Heading Up the Tiny Guild
Running a Tiny Guild can be joyous. When you have a player who discovers something new, or when all of the guild members just hit on the same idea at once, and everyone comes together to accomplish a major achievement. These are especially poignant moments in a tiny guild because, by its very nature, everyone knows everyone else. Even if you never talk to the player, you still know a bit about them, just because there’s so little other guild traffic.
But it has its downside, too. Personalities have to mesh well –at least the players have to be able to deal with those personalities they conflict with well – or there will be drama. It’s much like the back seat of Mom & Dad’s car – do the kids play, or do they gripe and poke at one another? Luckily, we have a group of pretty laid-back players; so getting along with one another isn’t much of a problem in Higher Authority.
It does cause a completely different problem though. In a tiny guild, there’s almost always one person who has to come up with things to do. In the case of Higher Authority, that person is me. It’s really unsurprising that I became the guild leader when our previous GL’s account got hacked, and he didn’t want to bother to restart the guild. I play by far the most of any member of the guild. And I am guild-loyal to the point that toons I have scattered elsewhere get little, if any play time. I also tend to be the one who comes up with ideas for group content.

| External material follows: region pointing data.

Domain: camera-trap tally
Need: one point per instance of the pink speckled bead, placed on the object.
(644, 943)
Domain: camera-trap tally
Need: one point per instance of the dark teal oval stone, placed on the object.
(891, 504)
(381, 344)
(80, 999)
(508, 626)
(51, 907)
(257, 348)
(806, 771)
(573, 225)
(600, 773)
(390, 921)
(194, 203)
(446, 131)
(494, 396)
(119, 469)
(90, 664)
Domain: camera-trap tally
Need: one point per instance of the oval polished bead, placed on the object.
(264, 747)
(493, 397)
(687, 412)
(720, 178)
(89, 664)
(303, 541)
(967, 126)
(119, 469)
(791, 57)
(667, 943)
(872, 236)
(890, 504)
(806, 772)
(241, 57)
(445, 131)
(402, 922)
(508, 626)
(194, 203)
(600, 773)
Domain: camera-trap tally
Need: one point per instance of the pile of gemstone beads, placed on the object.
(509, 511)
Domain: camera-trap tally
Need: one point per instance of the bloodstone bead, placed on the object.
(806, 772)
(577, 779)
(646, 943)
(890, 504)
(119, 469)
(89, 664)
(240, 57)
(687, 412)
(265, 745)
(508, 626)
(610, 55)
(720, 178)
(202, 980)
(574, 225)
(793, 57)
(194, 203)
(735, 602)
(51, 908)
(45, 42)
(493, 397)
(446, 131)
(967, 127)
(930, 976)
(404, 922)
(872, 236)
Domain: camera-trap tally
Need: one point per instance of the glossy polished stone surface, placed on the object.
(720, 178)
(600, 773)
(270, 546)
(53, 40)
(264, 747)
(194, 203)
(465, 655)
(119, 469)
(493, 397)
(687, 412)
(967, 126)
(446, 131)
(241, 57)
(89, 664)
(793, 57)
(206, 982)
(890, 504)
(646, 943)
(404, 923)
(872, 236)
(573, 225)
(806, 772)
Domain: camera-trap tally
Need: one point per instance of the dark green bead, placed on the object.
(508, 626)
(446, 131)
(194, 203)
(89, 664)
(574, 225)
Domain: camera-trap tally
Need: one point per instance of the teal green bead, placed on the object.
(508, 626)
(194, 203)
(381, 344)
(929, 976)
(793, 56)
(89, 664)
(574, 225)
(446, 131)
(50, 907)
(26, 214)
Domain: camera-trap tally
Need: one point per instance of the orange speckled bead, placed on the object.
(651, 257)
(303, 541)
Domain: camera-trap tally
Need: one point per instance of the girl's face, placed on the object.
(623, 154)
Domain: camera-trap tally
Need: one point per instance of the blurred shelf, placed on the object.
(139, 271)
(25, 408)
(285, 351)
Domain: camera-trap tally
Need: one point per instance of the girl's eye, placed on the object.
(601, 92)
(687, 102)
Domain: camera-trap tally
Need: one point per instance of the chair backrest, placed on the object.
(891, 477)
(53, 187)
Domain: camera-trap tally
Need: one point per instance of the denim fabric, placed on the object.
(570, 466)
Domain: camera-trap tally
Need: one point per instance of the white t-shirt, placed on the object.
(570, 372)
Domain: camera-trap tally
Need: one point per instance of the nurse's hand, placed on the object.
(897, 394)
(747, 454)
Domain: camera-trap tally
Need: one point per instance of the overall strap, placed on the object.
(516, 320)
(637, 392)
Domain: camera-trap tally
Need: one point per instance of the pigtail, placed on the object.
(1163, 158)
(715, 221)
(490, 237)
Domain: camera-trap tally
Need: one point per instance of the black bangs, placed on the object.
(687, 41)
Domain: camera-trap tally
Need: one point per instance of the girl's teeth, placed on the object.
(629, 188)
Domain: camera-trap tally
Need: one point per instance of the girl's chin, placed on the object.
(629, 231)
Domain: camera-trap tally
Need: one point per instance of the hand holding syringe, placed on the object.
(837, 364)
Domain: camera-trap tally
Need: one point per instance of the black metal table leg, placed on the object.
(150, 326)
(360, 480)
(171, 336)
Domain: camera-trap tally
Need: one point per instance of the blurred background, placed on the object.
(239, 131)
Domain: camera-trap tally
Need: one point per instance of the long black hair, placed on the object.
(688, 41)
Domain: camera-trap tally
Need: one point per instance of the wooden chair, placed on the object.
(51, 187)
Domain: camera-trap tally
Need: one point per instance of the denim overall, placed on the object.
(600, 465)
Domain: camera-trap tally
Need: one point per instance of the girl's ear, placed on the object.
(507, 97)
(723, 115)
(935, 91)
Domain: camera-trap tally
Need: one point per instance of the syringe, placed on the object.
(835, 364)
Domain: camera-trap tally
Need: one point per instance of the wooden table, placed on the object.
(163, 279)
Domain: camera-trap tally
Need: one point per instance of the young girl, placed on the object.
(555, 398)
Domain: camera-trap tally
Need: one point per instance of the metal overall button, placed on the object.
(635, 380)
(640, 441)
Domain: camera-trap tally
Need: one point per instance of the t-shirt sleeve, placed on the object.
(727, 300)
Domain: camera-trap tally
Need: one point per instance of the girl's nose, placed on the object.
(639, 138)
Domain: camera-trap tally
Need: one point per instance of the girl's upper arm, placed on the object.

I started the Dwarven Dungeon Crawl (they’re level 60, and will be launching themselves into outland dungeons this week!); and when the Laid Back Dungeons took a turn toward the slow, I implemented Guild Randomness. These things have both gotten our crew playing more. Which is awesome. But if I’m not there… well, they just don’t happen without me.
Another thing that’s tough in a tiny guild is actually the ability of the players. You really can get any level of ability, from tanking priests or extreme hunters to people who have no idea what their abilities really do. We sort of have a tanking priest (she doesn’t tank dungeons. But she plays that priest like a tank, picked talents like a tank… you get the idea), but the most extreme hunter antics we have are the stupid things I do, not awe-inspiring tames or exteme soloing antics.
In Higher Authority, I am sometimes frightened to say that I am among the best informed and most skilled players. I don’t consider myself particularly skilled. I am an adequate tank when I know the fights well and can over gear them. I am an adequate hunter for LFR. I am not stellar at either of those roles, regardless of the level of the content. I read up, so that I am at least using logical glyphs and talents, and am gemmed and enchanted correctly. I know my stat priorities and I keep my DPS hit caps.
At another corner of the triangle is a player who was so badly burned when he played a tank in vanilla that he refuses to read strategy, and sometimes even refuses to follow directions in dungeons, joking all the way.
And then we have the players who don’t really know that there are outside resources for the game. They recently asked me how I knew something, and I told them I’d looked it up on WoWhead, which they’d never heard of.
I’m sure a lot of raiders are cringing right now, but it’s my tiny guild, and what we do have is genuine fun. We might not be able to discuss tactics for 4-manning Flame Leviathan, but we do get excited about being able to get black drakes and the genuine surprise of my guild mates at what I think of as simple things is endearing. And I bet I could talk them all into running Karazahn every single week until we all got Attumen’s horse.